Pensé que todo estaba perdido y empecé a chillar.
—¡Me ha atrapado! —grité con mortal terror—. ¡Gwasa, Mashune, gwasa! (¡Agujeréale, Mashune, agujeréale!)
Un movimiento de aquella cabezota, y estuve fuera del refugio como un caracol de mar fuera de su concha. Mas incluso de esta guisa, divisé a Mashune avanzando con su «bangwan» o azagaya levantada por encima de su cabeza. Al instante siguiente, me había caído del cuerno, y oí el golpe dado con la azagaya, seguido por el indescriptible sonido del acero desgarrando la carne del búfalo. Caí de espaldas y, levantando la vista, vi a mi buen Mashune volviendo a hundir la azagaya más de un pie en el cuerpo del búfalo, para huir acto seguido.
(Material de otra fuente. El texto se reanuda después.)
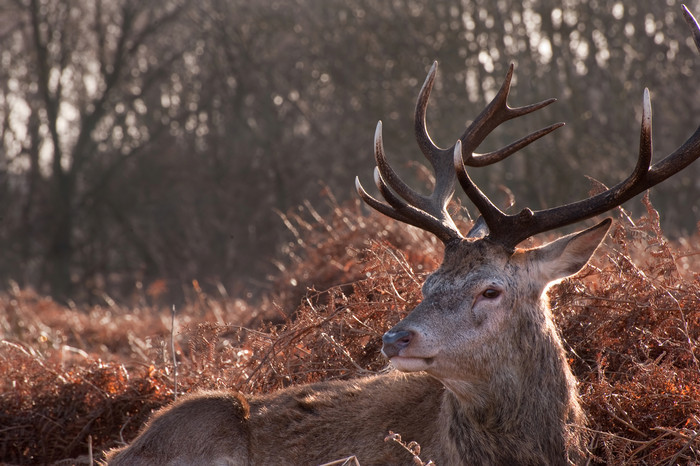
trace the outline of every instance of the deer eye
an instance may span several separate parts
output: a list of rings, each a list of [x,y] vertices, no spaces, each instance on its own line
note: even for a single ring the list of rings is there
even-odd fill
[[[495,288],[487,288],[484,290],[483,293],[481,293],[481,296],[483,296],[486,299],[496,299],[501,295],[501,291],[497,290]]]

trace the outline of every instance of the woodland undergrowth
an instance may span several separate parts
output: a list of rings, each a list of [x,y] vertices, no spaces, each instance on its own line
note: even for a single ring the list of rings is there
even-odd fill
[[[700,461],[700,233],[670,242],[643,202],[640,219],[618,209],[593,262],[549,291],[591,464]],[[381,335],[420,301],[442,245],[331,204],[281,215],[295,239],[275,292],[254,303],[196,282],[174,320],[157,296],[89,308],[17,287],[0,296],[0,461],[88,464],[200,388],[269,392],[384,369]]]

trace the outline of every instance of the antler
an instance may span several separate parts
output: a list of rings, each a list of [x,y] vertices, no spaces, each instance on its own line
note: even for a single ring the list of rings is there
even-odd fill
[[[700,26],[685,5],[683,5],[683,14],[692,30],[695,45],[700,50]],[[377,161],[374,180],[388,204],[384,204],[367,194],[357,178],[355,186],[360,197],[374,209],[399,221],[430,231],[444,242],[463,237],[447,213],[447,204],[454,194],[455,174],[464,192],[481,214],[481,218],[477,221],[477,226],[472,229],[472,232],[486,233],[483,228],[485,223],[489,239],[508,248],[514,248],[521,241],[538,233],[585,220],[611,210],[683,170],[700,157],[700,127],[698,127],[683,145],[650,167],[652,159],[651,100],[649,90],[645,89],[639,158],[634,171],[626,180],[605,192],[578,202],[534,212],[526,208],[518,214],[507,215],[496,207],[472,182],[467,174],[466,166],[478,167],[499,162],[562,126],[563,123],[548,126],[487,154],[474,153],[488,134],[501,123],[534,112],[554,102],[555,99],[525,107],[510,108],[507,104],[507,98],[513,76],[513,65],[511,65],[496,97],[467,127],[454,146],[449,149],[441,149],[431,140],[425,124],[428,98],[436,73],[437,63],[434,63],[421,88],[415,113],[415,132],[418,145],[435,171],[436,181],[432,194],[423,196],[415,192],[391,169],[384,155],[381,121],[377,125],[374,139],[375,159]]]
[[[545,107],[556,99],[549,99],[524,107],[511,108],[508,106],[508,94],[513,77],[513,65],[493,100],[479,114],[479,116],[467,127],[457,144],[441,149],[430,138],[426,127],[425,115],[428,107],[430,91],[435,83],[437,74],[437,62],[428,72],[428,77],[418,94],[415,112],[415,133],[418,145],[423,155],[428,159],[435,172],[435,187],[430,196],[424,196],[411,189],[396,172],[391,168],[384,153],[382,140],[382,122],[377,123],[374,133],[374,157],[377,166],[374,169],[374,182],[387,201],[385,204],[370,196],[360,184],[359,178],[355,178],[355,188],[360,197],[372,208],[404,223],[422,228],[435,234],[444,242],[463,238],[454,221],[447,212],[455,190],[455,170],[453,154],[459,147],[460,161],[463,164],[480,167],[499,162],[509,155],[517,152],[528,144],[542,136],[554,131],[563,125],[557,123],[528,134],[517,141],[486,154],[476,154],[474,150],[484,139],[500,124],[519,116],[532,113]]]
[[[683,5],[683,14],[692,29],[695,45],[700,51],[700,27],[697,20],[685,5]],[[639,158],[634,171],[626,180],[588,199],[535,212],[526,208],[515,215],[503,213],[471,181],[465,164],[462,162],[458,146],[459,143],[454,151],[454,167],[462,188],[481,213],[489,229],[489,238],[512,248],[537,233],[570,225],[607,212],[683,170],[700,157],[700,127],[683,145],[650,167],[653,152],[651,99],[649,98],[649,89],[644,89]]]

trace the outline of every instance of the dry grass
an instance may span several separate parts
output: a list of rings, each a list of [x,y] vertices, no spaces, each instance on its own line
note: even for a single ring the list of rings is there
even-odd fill
[[[671,245],[648,200],[553,305],[607,464],[700,461],[700,240]]]
[[[700,461],[700,235],[670,244],[647,206],[636,225],[618,222],[584,273],[550,291],[593,463]],[[274,295],[253,305],[193,284],[177,313],[179,393],[267,392],[384,367],[381,334],[419,301],[442,248],[359,215],[357,204],[333,209],[282,216],[296,242]],[[0,307],[0,461],[88,462],[90,444],[99,455],[130,440],[173,399],[167,306],[106,299],[80,309],[14,289]]]

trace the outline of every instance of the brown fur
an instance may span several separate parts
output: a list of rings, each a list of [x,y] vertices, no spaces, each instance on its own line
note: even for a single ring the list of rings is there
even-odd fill
[[[514,253],[488,239],[448,244],[424,300],[384,351],[407,372],[291,387],[247,401],[190,396],[158,412],[112,465],[411,464],[384,437],[417,441],[437,464],[567,464],[583,452],[576,382],[545,288],[580,270],[609,222]],[[487,298],[486,289],[498,289]]]

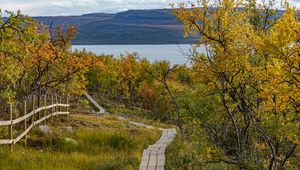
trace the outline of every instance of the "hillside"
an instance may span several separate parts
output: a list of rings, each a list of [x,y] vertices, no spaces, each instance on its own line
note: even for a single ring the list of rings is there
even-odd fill
[[[81,16],[36,17],[50,26],[75,25],[75,45],[86,44],[185,44],[182,24],[171,10],[129,10],[116,14],[92,13]]]

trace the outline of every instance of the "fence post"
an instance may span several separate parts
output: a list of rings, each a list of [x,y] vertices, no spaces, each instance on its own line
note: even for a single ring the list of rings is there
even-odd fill
[[[9,126],[9,138],[12,140],[13,139],[13,122],[12,122],[12,115],[13,115],[13,104],[10,103],[9,107],[9,118],[10,118],[10,126]],[[13,150],[13,142],[9,145],[10,152]]]
[[[58,106],[57,106],[57,103],[58,103],[58,99],[57,99],[57,95],[55,95],[55,112],[58,112]],[[56,120],[57,118],[55,118]]]
[[[32,95],[32,116],[31,116],[31,124],[34,124],[35,117],[35,95]]]
[[[24,101],[24,116],[27,114],[27,102]],[[27,119],[24,120],[24,131],[27,129]],[[27,148],[27,133],[25,134],[25,148]]]
[[[38,96],[37,96],[37,104],[38,104],[38,108],[40,108],[41,107],[41,95],[39,94]],[[40,120],[41,119],[41,112],[39,111],[38,113],[37,113],[37,115],[38,115],[38,120]]]
[[[69,98],[67,97],[67,105],[69,104]],[[69,106],[67,106],[67,112],[69,112]],[[69,118],[69,114],[67,114],[67,119]]]
[[[53,105],[54,104],[54,99],[53,99],[53,93],[51,94],[51,105]],[[53,123],[53,113],[55,112],[55,107],[52,107],[51,108],[51,114],[52,114],[52,116],[51,116],[51,121],[52,121],[52,123]]]
[[[47,94],[45,94],[44,96],[44,117],[47,115],[47,110],[46,110],[46,106],[47,106]],[[45,119],[44,124],[47,123],[47,119]]]
[[[57,102],[58,102],[57,95],[55,95],[55,112],[58,112]]]
[[[55,107],[54,107],[55,112],[57,112],[57,96],[55,95]]]
[[[61,104],[61,97],[59,98],[59,104]],[[61,112],[61,111],[62,111],[62,107],[59,106],[59,112]]]
[[[59,97],[59,104],[61,104],[61,97]],[[59,106],[58,108],[59,108],[59,112],[61,112],[61,106]],[[59,117],[62,119],[63,115],[60,115]]]

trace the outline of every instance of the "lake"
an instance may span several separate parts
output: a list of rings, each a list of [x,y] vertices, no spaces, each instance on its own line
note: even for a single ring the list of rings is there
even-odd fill
[[[188,61],[191,45],[73,45],[72,50],[82,50],[96,54],[120,56],[121,53],[137,52],[140,58],[147,58],[150,62],[167,60],[173,64],[184,64]],[[203,49],[201,49],[203,50]]]

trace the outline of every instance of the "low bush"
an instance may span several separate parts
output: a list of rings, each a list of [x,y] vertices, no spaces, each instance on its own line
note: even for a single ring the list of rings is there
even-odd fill
[[[75,141],[67,140],[70,138],[55,138],[54,139],[54,146],[61,152],[74,152],[78,148],[78,143]]]

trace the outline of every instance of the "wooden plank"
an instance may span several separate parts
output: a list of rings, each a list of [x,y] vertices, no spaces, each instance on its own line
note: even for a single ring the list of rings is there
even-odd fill
[[[0,126],[8,126],[11,124],[10,120],[0,121]]]
[[[23,133],[21,133],[16,139],[13,140],[13,143],[19,142],[31,129],[33,128],[33,124],[31,124]]]
[[[14,119],[14,120],[13,120],[13,124],[20,123],[20,122],[22,122],[23,120],[28,119],[29,117],[31,117],[33,114],[35,114],[34,111],[32,111],[32,112],[30,112],[30,113],[28,113],[28,114],[26,114],[26,115],[24,115],[24,116],[22,116],[22,117],[19,117],[19,118],[17,118],[17,119]]]
[[[148,161],[149,159],[142,159],[142,162],[140,164],[141,167],[148,167]]]
[[[163,166],[165,165],[165,161],[166,161],[166,158],[165,158],[165,153],[158,153],[157,154],[157,166]]]
[[[33,124],[34,124],[34,125],[40,124],[42,121],[46,120],[47,117],[48,117],[48,116],[42,117],[42,118],[40,118],[39,120],[34,121]]]
[[[0,140],[0,144],[12,144],[14,142],[14,140],[10,140],[10,139],[1,139]]]
[[[105,113],[105,109],[101,107],[89,94],[84,93],[84,95],[89,99],[89,101],[91,101],[94,104],[94,106],[96,106],[99,109],[99,114]]]
[[[156,164],[157,164],[156,150],[151,150],[150,157],[149,157],[149,163],[148,163],[148,169],[149,169],[149,167],[156,167]]]
[[[142,160],[141,160],[139,170],[147,170],[148,163],[149,163],[149,156],[150,156],[150,150],[145,149],[143,151]]]
[[[165,153],[166,152],[166,148],[167,148],[167,145],[164,145],[161,148],[159,148],[159,151]]]
[[[68,115],[70,112],[56,112],[57,115]]]
[[[156,166],[148,166],[147,170],[156,170]]]
[[[140,166],[139,170],[147,170],[147,166]]]
[[[159,166],[156,166],[156,170],[164,170],[164,165],[159,165]]]

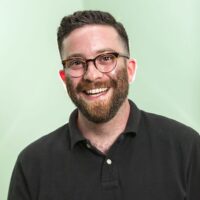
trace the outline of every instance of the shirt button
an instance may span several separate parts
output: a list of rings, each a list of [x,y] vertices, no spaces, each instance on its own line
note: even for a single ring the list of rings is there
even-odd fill
[[[87,146],[87,148],[88,148],[88,149],[90,149],[90,148],[91,148],[91,145],[90,145],[90,144],[88,144],[88,143],[86,144],[86,146]]]
[[[107,163],[108,165],[111,165],[111,164],[112,164],[112,160],[107,159],[107,160],[106,160],[106,163]]]

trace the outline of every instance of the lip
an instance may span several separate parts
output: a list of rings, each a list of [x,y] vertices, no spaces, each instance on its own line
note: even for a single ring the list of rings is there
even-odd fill
[[[110,93],[110,88],[97,88],[82,92],[82,96],[87,100],[103,100]]]
[[[108,91],[108,88],[94,88],[94,89],[90,89],[85,91],[85,93],[87,95],[98,95],[98,94],[102,94],[104,92]]]

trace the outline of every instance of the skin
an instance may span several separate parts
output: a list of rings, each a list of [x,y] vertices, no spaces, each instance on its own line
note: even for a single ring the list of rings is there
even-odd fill
[[[127,55],[124,44],[113,27],[106,25],[86,25],[75,29],[64,39],[61,59],[64,60],[74,55],[81,55],[84,58],[90,59],[100,53],[113,51]],[[106,108],[112,103],[112,97],[115,95],[115,88],[111,84],[106,92],[96,95],[86,95],[84,92],[77,91],[77,87],[80,83],[90,83],[86,88],[93,89],[98,87],[95,86],[95,83],[97,82],[110,83],[111,80],[119,82],[120,74],[124,73],[128,84],[132,81],[135,72],[136,61],[134,59],[124,59],[120,57],[117,60],[116,68],[106,74],[99,72],[93,63],[89,62],[88,69],[83,77],[69,77],[63,70],[60,71],[60,76],[66,84],[66,87],[71,87],[76,98],[83,100],[87,105],[91,106],[92,110],[94,110],[98,106],[99,108]],[[121,81],[120,88],[124,89],[126,86],[123,86],[122,83],[123,81]],[[68,93],[70,94],[69,90]],[[125,129],[129,112],[130,105],[127,97],[125,97],[114,116],[105,122],[97,123],[92,121],[79,109],[77,125],[84,137],[99,151],[106,154],[117,137]]]

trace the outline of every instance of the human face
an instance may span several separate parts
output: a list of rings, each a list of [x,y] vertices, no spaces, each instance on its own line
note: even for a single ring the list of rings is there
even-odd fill
[[[72,31],[63,41],[62,59],[71,57],[94,58],[100,53],[125,53],[124,44],[111,26],[87,25]],[[66,74],[63,78],[68,94],[79,111],[95,123],[112,119],[128,94],[127,60],[118,58],[117,67],[101,73],[92,62],[79,78]]]

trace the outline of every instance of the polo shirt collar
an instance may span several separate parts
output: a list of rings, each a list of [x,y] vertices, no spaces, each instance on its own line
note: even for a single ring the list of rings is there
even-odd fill
[[[140,123],[140,115],[141,111],[137,108],[135,103],[133,103],[131,100],[129,100],[130,103],[130,114],[128,118],[128,122],[126,124],[126,128],[124,130],[124,134],[132,134],[133,136],[136,135],[138,132],[138,127]],[[77,126],[77,118],[78,118],[78,109],[75,109],[69,118],[69,134],[70,134],[70,147],[71,149],[74,147],[74,145],[78,142],[85,141],[86,139],[81,134],[81,131],[79,130]]]
[[[133,103],[133,101],[129,100],[129,104],[130,104],[130,114],[124,133],[134,133],[135,135],[138,132],[141,111],[138,109],[135,103]]]
[[[81,141],[86,141],[86,139],[81,134],[81,131],[78,128],[77,125],[77,118],[78,118],[78,109],[75,109],[69,118],[69,135],[70,135],[70,147],[71,149],[74,147],[74,145]]]

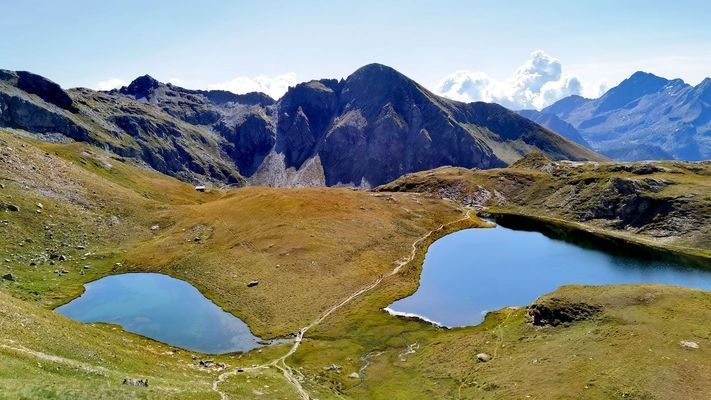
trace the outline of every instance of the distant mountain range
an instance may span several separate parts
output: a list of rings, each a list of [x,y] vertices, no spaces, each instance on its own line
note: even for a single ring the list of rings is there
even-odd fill
[[[619,161],[711,159],[711,78],[691,86],[636,72],[598,99],[520,114]]]
[[[443,165],[505,166],[534,150],[604,159],[504,107],[439,97],[379,64],[301,83],[279,100],[150,76],[109,92],[65,91],[0,71],[0,126],[89,142],[194,182],[370,187]]]

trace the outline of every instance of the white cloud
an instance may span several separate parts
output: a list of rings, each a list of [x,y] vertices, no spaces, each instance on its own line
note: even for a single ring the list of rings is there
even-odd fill
[[[286,93],[289,86],[297,84],[296,74],[293,72],[269,77],[259,75],[254,78],[240,76],[227,82],[208,85],[208,89],[229,90],[237,94],[248,92],[264,92],[269,96],[278,99]]]
[[[514,110],[541,109],[563,97],[582,94],[583,84],[576,76],[563,73],[558,59],[537,50],[508,79],[496,80],[479,71],[456,71],[442,79],[435,92],[454,100],[495,102]]]
[[[123,79],[110,78],[105,81],[98,82],[96,85],[94,85],[94,89],[96,89],[96,90],[111,90],[111,89],[118,89],[121,86],[126,86],[126,85],[128,85],[128,82],[124,81]]]
[[[173,84],[175,86],[180,86],[180,87],[187,87],[188,82],[180,79],[180,78],[170,78],[168,79],[168,83]]]

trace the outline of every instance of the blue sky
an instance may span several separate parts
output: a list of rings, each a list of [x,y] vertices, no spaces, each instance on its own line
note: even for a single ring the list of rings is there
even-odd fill
[[[574,77],[592,95],[636,70],[692,84],[711,75],[710,4],[0,0],[0,68],[65,87],[149,73],[188,87],[278,93],[380,62],[433,89],[465,71],[508,93],[515,71],[542,50],[560,65],[558,79]]]

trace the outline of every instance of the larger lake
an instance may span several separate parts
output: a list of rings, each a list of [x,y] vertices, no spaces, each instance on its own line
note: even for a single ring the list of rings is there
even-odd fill
[[[108,322],[173,346],[203,353],[260,347],[247,324],[185,281],[167,275],[112,275],[55,311],[81,322]]]
[[[561,285],[663,283],[711,290],[711,270],[612,255],[502,226],[434,242],[420,287],[386,310],[447,327],[476,325],[488,311],[522,306]]]

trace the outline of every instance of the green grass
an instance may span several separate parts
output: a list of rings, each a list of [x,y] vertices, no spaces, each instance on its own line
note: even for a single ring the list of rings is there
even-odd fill
[[[90,280],[156,271],[194,284],[257,335],[285,335],[392,270],[409,255],[415,240],[462,216],[454,202],[412,193],[336,188],[198,193],[191,185],[82,144],[37,143],[0,132],[0,150],[7,147],[13,151],[0,160],[0,183],[5,185],[0,201],[19,205],[20,212],[0,214],[0,220],[8,221],[0,226],[0,261],[11,259],[0,268],[17,278],[0,282],[0,398],[217,399],[211,385],[218,372],[198,368],[192,357],[208,356],[116,326],[79,324],[50,309],[79,295]],[[443,168],[402,180],[398,190],[427,188],[461,200],[457,196],[478,190],[477,185],[496,187],[515,202],[528,202],[528,212],[545,211],[560,219],[555,223],[579,224],[572,214],[556,214],[558,208],[546,201],[558,201],[564,195],[560,190],[574,180],[594,178],[593,185],[603,188],[608,178],[632,176],[590,166],[570,168],[565,179],[529,168]],[[655,195],[699,192],[690,201],[699,215],[706,215],[703,170],[664,176],[676,184]],[[442,190],[447,192],[438,192]],[[35,212],[39,202],[41,214]],[[151,231],[153,225],[160,229]],[[603,311],[555,328],[532,326],[522,308],[490,313],[476,327],[451,330],[381,311],[417,289],[432,241],[471,226],[483,224],[472,218],[436,231],[399,274],[386,277],[308,332],[287,363],[303,374],[302,385],[314,398],[711,396],[707,292],[649,285],[563,287],[545,297],[599,304]],[[582,228],[615,233],[595,223]],[[649,240],[644,233],[615,234]],[[689,233],[669,245],[703,250],[706,235],[704,230]],[[29,265],[30,258],[52,252],[68,260]],[[91,268],[81,275],[86,264]],[[69,273],[54,273],[60,265]],[[251,279],[260,284],[248,289]],[[683,349],[680,340],[693,340],[700,348]],[[209,358],[248,367],[269,362],[288,348],[283,344]],[[493,359],[479,363],[479,352]],[[362,370],[367,355],[365,374],[349,378]],[[328,370],[331,364],[341,366],[341,372]],[[124,386],[125,377],[148,378],[150,385]],[[237,373],[219,387],[230,398],[297,398],[275,368]]]

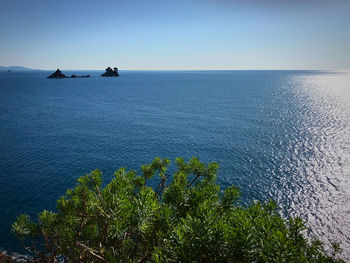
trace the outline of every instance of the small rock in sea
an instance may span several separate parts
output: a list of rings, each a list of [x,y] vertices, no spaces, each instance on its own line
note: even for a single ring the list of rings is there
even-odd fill
[[[62,73],[61,70],[57,69],[56,72],[48,76],[48,79],[63,79],[66,78],[67,76]]]
[[[118,77],[118,68],[112,69],[111,67],[106,68],[106,72],[101,75],[102,77]]]
[[[54,72],[53,74],[51,74],[50,76],[48,76],[48,79],[63,79],[63,78],[71,78],[71,79],[75,79],[75,78],[89,78],[90,75],[84,75],[84,76],[78,76],[78,75],[71,75],[70,77],[67,77],[66,75],[64,75],[62,73],[61,70],[57,69],[56,72]]]

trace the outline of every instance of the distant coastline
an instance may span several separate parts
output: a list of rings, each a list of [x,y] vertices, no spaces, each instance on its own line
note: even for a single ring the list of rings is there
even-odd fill
[[[0,66],[0,71],[42,71],[42,69],[26,68],[22,66]]]

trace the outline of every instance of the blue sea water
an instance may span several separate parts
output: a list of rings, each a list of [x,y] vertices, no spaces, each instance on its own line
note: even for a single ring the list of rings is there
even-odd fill
[[[0,72],[0,248],[21,213],[55,209],[76,179],[107,182],[156,156],[220,165],[243,202],[273,198],[350,255],[350,72]]]

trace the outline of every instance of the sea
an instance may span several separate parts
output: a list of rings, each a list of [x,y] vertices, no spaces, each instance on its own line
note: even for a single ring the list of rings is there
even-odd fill
[[[274,199],[350,258],[350,71],[52,72],[0,72],[0,249],[23,251],[16,218],[55,210],[94,169],[108,183],[122,166],[196,156],[242,205]]]

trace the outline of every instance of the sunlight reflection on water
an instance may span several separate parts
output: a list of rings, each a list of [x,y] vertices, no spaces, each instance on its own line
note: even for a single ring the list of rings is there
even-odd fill
[[[283,123],[294,123],[294,127],[286,129],[287,140],[273,141],[282,145],[280,155],[288,152],[290,156],[280,156],[283,159],[280,184],[275,184],[271,191],[271,196],[278,196],[279,203],[289,204],[289,212],[297,211],[309,222],[314,235],[324,241],[341,242],[347,258],[350,255],[349,84],[349,72],[294,76],[290,86],[286,84],[282,96],[289,96],[289,103],[298,109],[281,113],[281,119],[294,120]]]

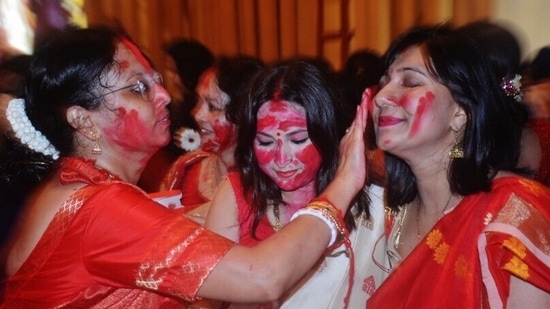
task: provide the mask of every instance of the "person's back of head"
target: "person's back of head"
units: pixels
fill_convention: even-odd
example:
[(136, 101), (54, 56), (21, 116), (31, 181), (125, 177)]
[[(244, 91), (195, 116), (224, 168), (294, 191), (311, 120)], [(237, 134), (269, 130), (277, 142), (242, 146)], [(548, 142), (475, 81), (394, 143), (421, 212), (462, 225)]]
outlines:
[(529, 68), (531, 78), (535, 82), (550, 79), (550, 45), (539, 49)]
[(254, 77), (265, 67), (262, 60), (248, 55), (222, 56), (215, 63), (218, 87), (229, 96), (227, 119), (238, 124), (238, 113)]
[(193, 39), (177, 39), (164, 46), (173, 60), (183, 86), (194, 91), (199, 77), (214, 63), (214, 55), (202, 43)]
[(520, 71), (521, 45), (511, 27), (479, 20), (465, 24), (458, 30), (476, 41), (489, 58), (498, 78), (513, 78)]
[(346, 60), (341, 74), (363, 92), (365, 88), (377, 85), (380, 81), (382, 57), (372, 50), (355, 51)]

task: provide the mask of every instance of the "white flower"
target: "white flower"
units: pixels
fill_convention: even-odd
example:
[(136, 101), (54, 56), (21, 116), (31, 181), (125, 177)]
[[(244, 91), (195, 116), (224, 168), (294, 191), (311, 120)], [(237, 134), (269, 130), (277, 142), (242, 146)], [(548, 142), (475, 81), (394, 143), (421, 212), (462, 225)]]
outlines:
[(199, 149), (201, 136), (191, 128), (180, 128), (174, 134), (174, 142), (185, 151), (193, 151)]
[(10, 122), (15, 136), (30, 149), (59, 159), (59, 151), (50, 144), (50, 141), (32, 125), (25, 113), (25, 100), (12, 99), (6, 108), (6, 118)]

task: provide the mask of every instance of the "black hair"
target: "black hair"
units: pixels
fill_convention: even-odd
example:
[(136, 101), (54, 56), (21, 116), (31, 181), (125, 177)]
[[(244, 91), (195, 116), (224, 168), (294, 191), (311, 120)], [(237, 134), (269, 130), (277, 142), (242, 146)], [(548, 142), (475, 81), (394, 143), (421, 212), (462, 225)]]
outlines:
[(218, 87), (229, 96), (225, 116), (238, 124), (238, 113), (254, 77), (265, 67), (259, 58), (247, 55), (222, 56), (216, 64)]
[[(109, 86), (103, 80), (114, 61), (117, 43), (129, 40), (122, 30), (106, 27), (52, 33), (32, 55), (25, 77), (25, 112), (33, 126), (59, 151), (74, 153), (75, 129), (68, 123), (71, 106), (97, 109)], [(13, 139), (15, 141), (15, 139)], [(2, 152), (0, 177), (13, 184), (37, 184), (57, 167), (57, 160), (13, 142)]]
[(214, 55), (194, 39), (176, 39), (164, 45), (164, 50), (176, 64), (183, 85), (194, 91), (202, 72), (212, 66)]

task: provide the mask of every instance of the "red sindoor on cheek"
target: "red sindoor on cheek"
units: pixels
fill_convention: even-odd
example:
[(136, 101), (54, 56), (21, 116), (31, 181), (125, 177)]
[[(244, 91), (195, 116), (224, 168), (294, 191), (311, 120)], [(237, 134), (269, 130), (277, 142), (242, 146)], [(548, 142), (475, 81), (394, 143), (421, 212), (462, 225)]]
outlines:
[(220, 150), (229, 149), (233, 146), (235, 139), (233, 138), (233, 125), (229, 121), (222, 122), (219, 119), (216, 119), (212, 129), (216, 134), (216, 139), (220, 144)]
[(275, 150), (264, 150), (258, 147), (254, 147), (254, 155), (258, 161), (258, 165), (264, 169), (271, 161), (275, 159)]
[(434, 100), (435, 95), (431, 91), (428, 91), (426, 95), (418, 100), (418, 106), (409, 132), (409, 137), (416, 136), (422, 127), (427, 124), (428, 119), (426, 118), (426, 111), (432, 108)]
[(304, 166), (304, 171), (299, 175), (299, 178), (304, 179), (313, 179), (317, 175), (317, 171), (323, 160), (321, 154), (313, 144), (309, 144), (301, 151), (296, 152), (296, 159), (302, 162)]
[(125, 108), (118, 109), (118, 117), (111, 122), (110, 127), (105, 128), (105, 138), (112, 140), (124, 150), (133, 151), (150, 146), (147, 141), (152, 138), (153, 132), (147, 128), (139, 118), (136, 110), (127, 111)]

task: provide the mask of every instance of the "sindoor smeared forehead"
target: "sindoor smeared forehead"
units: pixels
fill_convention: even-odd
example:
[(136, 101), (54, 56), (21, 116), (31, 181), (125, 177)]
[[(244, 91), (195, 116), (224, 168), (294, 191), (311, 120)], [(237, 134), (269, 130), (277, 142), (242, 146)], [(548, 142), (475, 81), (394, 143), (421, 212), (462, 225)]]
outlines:
[[(151, 64), (149, 63), (149, 61), (147, 61), (147, 58), (145, 58), (143, 53), (139, 50), (139, 48), (134, 43), (132, 43), (128, 39), (122, 39), (121, 43), (134, 55), (134, 57), (136, 57), (136, 60), (145, 68), (145, 71), (147, 73), (153, 72), (153, 68), (151, 67)], [(122, 62), (121, 62), (121, 68), (125, 68)]]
¡Ay! Era demasiado tarde. Bramando ferozmente y echando sangre por la boca y la nariz, el diabólico bruto lo atrapó y lo arrojó al aire como una pluma; luego, le corneó dos veces, cuando el zulú ya estaba en tierra. Me esforcé cuanto pude para correr en su ayuda, pero antes de poder dar un paso, el búfalo lanzó un sordo bramido y rodó por el suelo completamente muerto, al lado de su víctima.
Mashune todavía vivía, pero de una sola mirada comprendí que había llegado su hora. El cuerno del búfalo le había hecho un gran agujero en el pulmón derecho, infligiéndole además otras heridas.
Me arrodillé a su lado, completamente destrozado, y le cogí una mano.
—¿Ha muerto, Macumazahn? —susurró—. Mis ojos están ciegos; no puedo ver.
—Sí, está muerto.
—¿Te ha herido ese bruto, Macumazahn?
—No, mi buen amigo, no estoy demasiado herido.
—¡Oh, me alegro!
Se produjo un largo silencio, roto únicamente por el sonido del aire que silbaba a través del agujero de su pulmón al respirar.
—Macumazahn ¿estás aquí? No te siento…
—Estoy aquí, Mashune.
—Me muero, Macumazahn, el mundo vuela a mi alrededor… Me marcho… ¡me marcho a la oscuridad! Seguramente, padre mío, en los días a venir… cuando mates elefantes, como solíamos hacer, como solíamos…
Estas fueron sus últimas palabras y su valiente espíritu se marchó con ellas. Arrastré su cadáver hasta el foso bajo el árbol y lo empujé adentro, con la azagaya a su lado, según la costumbre de su raza, a fin de no estar indefenso durante el largo viaje; y después, damas y caballeros, y no me avergüenza confesarlo, me quedé solo allí… y lloré como una mujer.